US workers could sleep on the job - survey

Roughly one-third of American workers said they had fallen asleep or become very sleepy at work.

Roughly one-third of American workers said they had fallen asleep or become very sleepy at work in the past month, according to a survey released Monday. The survey of 1,000 people by the National Sleep Foundation found participants average six hours and 40 minutes of sleep a night on weeknights, even though they estimated they'd need roughly another 40 minutes of sleep to be at their best. Just how big a deal that is depends, of course, on one's job. Last week, the chairman of the Nuclear Regulatory Commission acknowledged it should have done more to investigate a tip that security guards routinely took naps while on the job at a Pennsylvania nuclear plant. It wasn't until a videotape of guards sleeping in a "ready room" at the Peach Bottom plant in south-central Pennsylvania surfaced several months after it got the tip that the NRC announced in September a special investigation.

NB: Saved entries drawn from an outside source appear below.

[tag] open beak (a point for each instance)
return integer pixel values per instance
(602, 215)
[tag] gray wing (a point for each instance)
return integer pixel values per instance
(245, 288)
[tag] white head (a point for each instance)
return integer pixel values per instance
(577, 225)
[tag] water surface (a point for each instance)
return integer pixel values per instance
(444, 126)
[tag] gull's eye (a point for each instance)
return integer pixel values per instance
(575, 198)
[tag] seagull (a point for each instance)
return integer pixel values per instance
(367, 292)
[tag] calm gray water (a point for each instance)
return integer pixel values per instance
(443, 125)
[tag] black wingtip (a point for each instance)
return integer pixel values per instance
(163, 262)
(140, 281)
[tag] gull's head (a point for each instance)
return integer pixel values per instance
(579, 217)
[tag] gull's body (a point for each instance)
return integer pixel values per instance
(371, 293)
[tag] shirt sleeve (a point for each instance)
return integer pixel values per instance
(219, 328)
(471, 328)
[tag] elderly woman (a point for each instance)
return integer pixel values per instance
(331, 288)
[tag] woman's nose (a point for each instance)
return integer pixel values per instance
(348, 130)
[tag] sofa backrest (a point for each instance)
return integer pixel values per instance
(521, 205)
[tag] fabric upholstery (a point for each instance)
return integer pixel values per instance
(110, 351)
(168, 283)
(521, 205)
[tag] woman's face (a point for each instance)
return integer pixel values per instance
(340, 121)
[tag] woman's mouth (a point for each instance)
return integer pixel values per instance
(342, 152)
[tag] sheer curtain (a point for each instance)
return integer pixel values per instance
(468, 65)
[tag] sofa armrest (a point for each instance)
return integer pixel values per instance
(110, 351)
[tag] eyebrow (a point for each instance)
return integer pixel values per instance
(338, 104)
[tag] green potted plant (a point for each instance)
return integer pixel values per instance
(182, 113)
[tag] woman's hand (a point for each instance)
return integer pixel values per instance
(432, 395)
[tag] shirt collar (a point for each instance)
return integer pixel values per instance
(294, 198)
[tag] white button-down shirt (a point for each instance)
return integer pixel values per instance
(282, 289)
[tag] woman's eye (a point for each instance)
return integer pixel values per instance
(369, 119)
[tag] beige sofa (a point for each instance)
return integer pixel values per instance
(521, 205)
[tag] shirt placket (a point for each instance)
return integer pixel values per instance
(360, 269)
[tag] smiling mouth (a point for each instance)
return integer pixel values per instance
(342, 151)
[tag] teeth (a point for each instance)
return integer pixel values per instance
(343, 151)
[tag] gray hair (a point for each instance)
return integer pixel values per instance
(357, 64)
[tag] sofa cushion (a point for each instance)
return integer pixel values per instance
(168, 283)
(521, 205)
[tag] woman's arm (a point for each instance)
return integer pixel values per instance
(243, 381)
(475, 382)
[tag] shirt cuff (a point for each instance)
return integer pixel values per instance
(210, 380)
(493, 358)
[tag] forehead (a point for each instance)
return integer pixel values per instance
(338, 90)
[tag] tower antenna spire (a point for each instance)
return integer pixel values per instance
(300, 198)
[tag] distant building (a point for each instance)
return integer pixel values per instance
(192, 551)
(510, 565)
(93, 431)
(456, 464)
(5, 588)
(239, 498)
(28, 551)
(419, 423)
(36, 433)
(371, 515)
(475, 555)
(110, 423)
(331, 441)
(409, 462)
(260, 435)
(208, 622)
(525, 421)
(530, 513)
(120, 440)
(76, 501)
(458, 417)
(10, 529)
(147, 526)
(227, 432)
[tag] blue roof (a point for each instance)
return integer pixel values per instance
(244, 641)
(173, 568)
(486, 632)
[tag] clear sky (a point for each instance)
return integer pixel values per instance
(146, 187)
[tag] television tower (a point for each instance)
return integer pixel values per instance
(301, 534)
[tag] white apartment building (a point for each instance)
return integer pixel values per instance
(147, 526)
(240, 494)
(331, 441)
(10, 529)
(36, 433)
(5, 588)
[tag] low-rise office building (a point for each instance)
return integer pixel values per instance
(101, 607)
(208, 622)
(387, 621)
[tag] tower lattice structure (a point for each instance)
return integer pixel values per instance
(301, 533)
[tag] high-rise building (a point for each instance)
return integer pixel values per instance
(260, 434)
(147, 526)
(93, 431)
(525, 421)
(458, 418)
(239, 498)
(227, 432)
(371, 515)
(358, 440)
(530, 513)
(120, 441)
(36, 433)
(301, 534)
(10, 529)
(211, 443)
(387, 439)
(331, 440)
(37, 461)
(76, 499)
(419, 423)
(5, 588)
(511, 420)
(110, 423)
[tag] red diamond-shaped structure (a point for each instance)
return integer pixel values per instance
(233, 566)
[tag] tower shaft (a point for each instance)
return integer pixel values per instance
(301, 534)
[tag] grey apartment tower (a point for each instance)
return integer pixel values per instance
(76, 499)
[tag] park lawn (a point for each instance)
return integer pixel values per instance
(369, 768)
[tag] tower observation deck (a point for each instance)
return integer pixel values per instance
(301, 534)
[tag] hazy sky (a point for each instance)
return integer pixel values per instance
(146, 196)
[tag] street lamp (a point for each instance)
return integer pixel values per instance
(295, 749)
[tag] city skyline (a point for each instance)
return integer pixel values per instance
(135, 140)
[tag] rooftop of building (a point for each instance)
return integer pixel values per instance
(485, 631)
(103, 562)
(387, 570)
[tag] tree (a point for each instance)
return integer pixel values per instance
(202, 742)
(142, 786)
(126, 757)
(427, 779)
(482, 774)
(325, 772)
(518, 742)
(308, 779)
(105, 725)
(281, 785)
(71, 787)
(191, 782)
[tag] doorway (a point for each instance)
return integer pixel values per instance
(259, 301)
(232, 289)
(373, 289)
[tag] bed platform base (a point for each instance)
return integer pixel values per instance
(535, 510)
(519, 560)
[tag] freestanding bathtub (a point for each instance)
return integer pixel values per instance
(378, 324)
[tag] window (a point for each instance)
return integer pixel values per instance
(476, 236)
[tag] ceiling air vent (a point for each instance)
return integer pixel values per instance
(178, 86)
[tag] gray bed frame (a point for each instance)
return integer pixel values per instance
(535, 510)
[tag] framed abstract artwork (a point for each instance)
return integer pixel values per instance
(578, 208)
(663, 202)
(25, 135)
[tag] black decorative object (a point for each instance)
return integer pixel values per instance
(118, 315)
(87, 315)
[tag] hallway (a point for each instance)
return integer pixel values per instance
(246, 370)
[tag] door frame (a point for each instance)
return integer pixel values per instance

While sleepy workers know they're not performing as well as they could during the day, work is what's keeping them up nights, according to the survey, which found workdays are getting longer and time spent working from home averages close to 41⁄2 hours each week. It seems people are also trying to squeeze in more time for themselves and their families, even if it means less sleep. The average wake up is at 5:35 a.m. and it's followed by about two hours and 15 minutes at home before heading out to work, according to the survey. Average bedtime is 10:53.